I know I’ve talked about writing with passion on previous occasions, but I want to revisit it this week.
There’s been a recurring theme with my Facebook writing communities these past few days, and in a few other articles I’ve read—a writer needs to write with passion.
Conventional writing advice says to write what you know. I don’t always agree with that, and I’ve said so, but I’ve realised I do follow it because what I know is my passion for certain things, places, and people. When you’re passionate about something you tend to want to know more about it and you learn all you can. It doesn’t mean you know everything or always have, it means you feel it.
And what better to focus my writing on than something I feel passionate about?
I’ve always known that I write about law enforcement and the military because of my past life in the Army Reserve and Air Force. My recent visits to the Pentagon and Arlington Cemetery reinforced that. Dramatically. I felt passionate about both places. It spoke to something deep inside that I hadn’t realised still existed. It reminded me of the community, the family of the defence force that bound me to my fellow service personnel. Nostalgia? Possibly. Whatever it was, I felt it.
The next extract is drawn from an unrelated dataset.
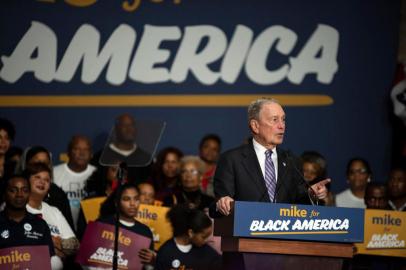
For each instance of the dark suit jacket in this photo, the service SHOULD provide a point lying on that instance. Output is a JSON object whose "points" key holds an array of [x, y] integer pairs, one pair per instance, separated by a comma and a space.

I’ve started what I currently refer to a random writing—writing with no real purpose other than to let out the story growing in my mind. I have no intention of publishing it or letting anyone else read it. The story is of course, based around what I feel passionate about, and that’s what I know. I feel this story, and with that comes freedom and inspiration. I loving it, and who knows what come from the release of my creative juices!
I never liked the rule, write what you know, because to me writing rules restrict my writing. It’s not turned out that way. My stories have all been about what I know, and they've all come from my imagination and my emotions. Maybe I’m not the rule breaker I thought I was!